Even in central Damascus, electricity is only available for two, sometimes three hours a day. But big cities are and remain big cities with bombed-out, destroyed peripheries.

Aleppo has more wounds, in the old centre because of the long-lasting siege and the front line inside the city. Many children and men collect plastic among the rubbish, and the poor are left homeless in the maze of alleys in the centre, whose elegant buildings are often destroyed or no longer habitable. Our Sant'Egidio delegation delivered the aid - collected this month- to displaced families housed in the Franciscans' Pro Terra Sancta boarding school in Aleppo. We participated in the pan-Syrian humanitarian aid coordination meeting with several representatives of Christian Churches, including Card. Mario Zenari, Apostolic Nuncio in Syria, Msgr. Claudio Gugerotti, Prefect of the Dicastery of Eastern Churches, and Msgr. Boutros Marayati, Armenian Catholic Archbishop of Aleppo.

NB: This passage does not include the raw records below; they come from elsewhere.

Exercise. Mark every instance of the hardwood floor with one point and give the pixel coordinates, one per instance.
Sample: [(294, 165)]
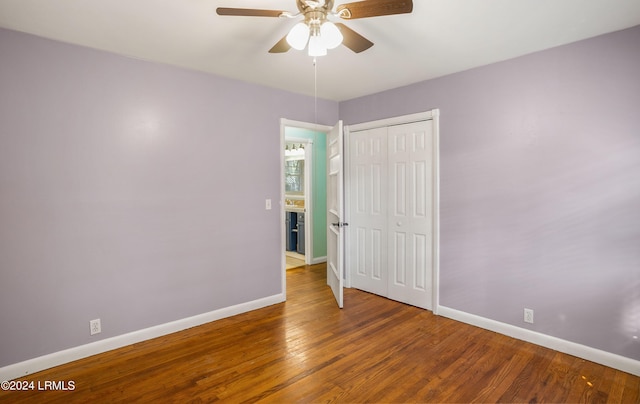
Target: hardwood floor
[(308, 350)]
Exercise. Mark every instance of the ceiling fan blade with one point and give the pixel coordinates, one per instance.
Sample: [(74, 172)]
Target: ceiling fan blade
[(353, 40), (374, 8), (248, 12), (281, 46)]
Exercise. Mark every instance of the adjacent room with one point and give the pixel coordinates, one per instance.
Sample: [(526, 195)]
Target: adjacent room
[(148, 194)]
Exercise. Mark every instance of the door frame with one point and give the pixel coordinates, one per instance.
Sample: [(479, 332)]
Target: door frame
[(284, 123), (433, 115)]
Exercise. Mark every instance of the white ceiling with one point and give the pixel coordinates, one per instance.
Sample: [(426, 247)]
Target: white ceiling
[(440, 37)]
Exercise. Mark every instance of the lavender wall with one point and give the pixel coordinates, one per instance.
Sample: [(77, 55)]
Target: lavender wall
[(131, 192), (540, 188)]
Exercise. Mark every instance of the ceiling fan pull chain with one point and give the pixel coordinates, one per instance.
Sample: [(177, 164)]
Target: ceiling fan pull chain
[(315, 89)]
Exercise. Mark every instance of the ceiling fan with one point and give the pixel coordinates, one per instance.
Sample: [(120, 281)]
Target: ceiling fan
[(316, 31)]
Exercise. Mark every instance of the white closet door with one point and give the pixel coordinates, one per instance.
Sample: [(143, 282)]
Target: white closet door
[(410, 219), (368, 218), (335, 213)]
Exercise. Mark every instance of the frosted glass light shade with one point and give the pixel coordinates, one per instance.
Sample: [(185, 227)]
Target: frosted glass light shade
[(298, 36), (331, 35), (316, 46)]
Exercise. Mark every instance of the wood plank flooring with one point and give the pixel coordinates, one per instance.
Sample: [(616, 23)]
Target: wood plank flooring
[(308, 350)]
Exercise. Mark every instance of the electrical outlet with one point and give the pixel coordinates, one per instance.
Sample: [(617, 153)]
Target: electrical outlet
[(528, 316), (95, 327)]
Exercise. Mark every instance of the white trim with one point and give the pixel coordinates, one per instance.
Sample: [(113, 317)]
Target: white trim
[(582, 351), (30, 366), (435, 298), (396, 120)]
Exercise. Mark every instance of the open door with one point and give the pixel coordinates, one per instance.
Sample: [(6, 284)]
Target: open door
[(335, 212)]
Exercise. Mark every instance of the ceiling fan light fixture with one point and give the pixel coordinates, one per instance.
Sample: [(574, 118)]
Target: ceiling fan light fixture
[(316, 46), (298, 36), (331, 35)]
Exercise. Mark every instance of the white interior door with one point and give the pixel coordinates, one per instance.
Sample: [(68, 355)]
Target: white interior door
[(410, 151), (335, 213), (368, 210), (392, 194)]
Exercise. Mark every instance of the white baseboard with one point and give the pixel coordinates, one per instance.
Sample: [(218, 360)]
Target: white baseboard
[(581, 351), (318, 260), (30, 366)]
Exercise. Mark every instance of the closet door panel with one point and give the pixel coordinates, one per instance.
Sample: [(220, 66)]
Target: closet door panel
[(368, 213), (410, 185)]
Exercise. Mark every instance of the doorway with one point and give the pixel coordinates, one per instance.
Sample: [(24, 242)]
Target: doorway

Through the Franciscans, the Apostolic Administrator Raymond Girgis, and Father Hannah Jallouf, aid has been delivered to the Aleppo area and to the most unreachable areas in the north under government control, to Knaye and the other two villages with a Christian presence in the Orontes Valley, where no aid had been delivered, yet. Other aid has been distributed directly through the Maronite Church in Latakia. We can be more direct and rapid through this network;  projects and channels of intervention are very direct through the nunciature.

At the end of the visit, our Sant’Egidio delegation went to Maalula, the ancient city north of Damascus, where Aramaic, the language of Jesus, is still spoken, and where the oldest Christian altar in the world is preserved in the church of St. Sergius and Bacchus. Below, in the monastery of St. Thecla, the remains of St. Paul's disciple are venerated.   The only remaining priest and nuns, some of whom were kidnapped by jihadists but survived, showed us the signs of the war destruction, which did not spare even the icons. The altar itself was found broken and then rebuilt. They knew that the friendship of Sant’Egidio has never abandoned them for all these years, nor have our prayers for peace. The Humanitarian Corridors gave hope, not in order to flee, but to not lose humanity and keep hope alive for rebirth. We have just begun.”